Agata Duda w nietypowej stylizacji na spotkaniu z obozowiczami Onko-Survivalu
22.06.2017 13:15
Agata Kornhauser-Duda najwyraźniej wzięła sobie mocno do serca misję ocieplania wizerunku. Tylko w tym miesiącu trzykrotnie udzieliła się na polu charytatywnym. Za każdym razem próbowała dostosować strój do okazji. Jednak tym razem zwyczajnie przesadziła. "To jawny sygnał militaryzacji naszego życia publicznego" - podkreśla dr Janusz Sibora, ekspert od protokołu dyplomatycznego.
Akcje charytatywne
Przypomnijmy, że na początku czerwca pierwsza dama uczestniczyła w lekcji "Kolejowe ABC", zorganizowanej w Muzeum Kolei Wąskotorowej w Sochaczewie. Kilka dni temu wzięła udział w kolejnej lekcji tym razem o bezpieczeństwie ruchu drogowego w jednej z krakowskich szkół. Teraz przyszedł czas na spotkanie z uczestnikami Onko-Survivalu w Lasach Januszewskich.
Parka z nadrukiem moro
Obóz zorganizowany został dla osób w wieku od 17 do 24 lat po przebytych chorobach onkologicznych. Pierwsza Dama spędziła czas przy ognisku rozmawiając z obozowiczami i wspólnie piekąc kiełbaski. Uwagę zwracał jej strój. Agata Duda tego dnia miała na sobie spodnie rurki i t-shirt w czarnym kolorze oraz sportowe buty. Chciała możliwie, jak najbardziej wpisać się w klimat spotkania i w tym celu uzupełniła swoją stylizację parką z nadrukiem moro. Jednak, jak zauważa dr Janusz Sibora taki ubiór po prostu nie wypadał pierwszej damie.

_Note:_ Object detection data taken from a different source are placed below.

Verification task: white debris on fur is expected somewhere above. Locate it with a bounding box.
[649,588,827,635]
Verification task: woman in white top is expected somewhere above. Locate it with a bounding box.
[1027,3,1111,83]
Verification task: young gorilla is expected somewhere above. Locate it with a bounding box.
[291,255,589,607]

Agata Duda w militarnym stylu
Ekspert od protokołu dyplomatycznego podkreśla, że trzeba umieć się dostosować do sytuacji żeby nasz ubiór nie był przerysowany. W przeciwnym wypadku narażamy się na nieautentyczność. I według niego stylizacja Agaty Dudy jest tego najlepszym przykładem. "Uważam, że byłoby to autentyczne gdybyśmy widzieli ją podobnie ubraną w czasach przedprezydenckich. A wiemy, że tak nie było i w ten sposób oglądamy jakiś rodzaj imitacji" - zauważa dr Janusz Sibora. W przeciwnym wypadku wygląda to tak, "jak z tymi sukniami celebrytek na jeden raz, które mają jeszcze metki" - dodaje ekspert.
Wyuczony wizerunek
Dr Sibora jako przykład podaje postać Michelle Obamy, która prywatnie ćwiczyła, chodziła na siłownię, robiła pompki i w takim kontekście nie dziwiły jej sportowe stylizacje. To nie było wyuczone na jeden, dlatego jej stroje nie były odbierane jako sposób na ocieplenie wizerunku. "Miała nawet takie ładne określenie Queen the Leisure Style, czyli Królowa Stylu Wypoczynkowego. Ona lepiej czuła się w ubraniach sportowych, ale była idealnie dopasowana. Natomiast Agata Duda jednoznacznie na siłę próbowała zdefiniować się z obozowiczami przez ten ubiór" - dodaje ekspert.
Dzieci włączane do polityki
Według eksperta dr. Sibory strój Agaty Dudy oczywiście powinien być dostosowany do okazji, ale pierwsza dama nie powinna jednoznacznie definiować się z osobami, z którymi się spotyka. Poza tym dr Sibora zwaraca uwagę na kolejny ważny aspekt, czyli manipulację dziećmi. Zaangażowanie Agaty Dudy w życie publiczne ogranicza się do spotkań z udziałem dzieci i młodzieży. "Należy pamiętać, że jest taka cienka linia między patriotyzmem a nacjonalizmem, a także między tym na ile mocno wciągamy albo jak wciągamy dzieci w politykę. Entuzjazm jak wszystko inne można wyprodukować".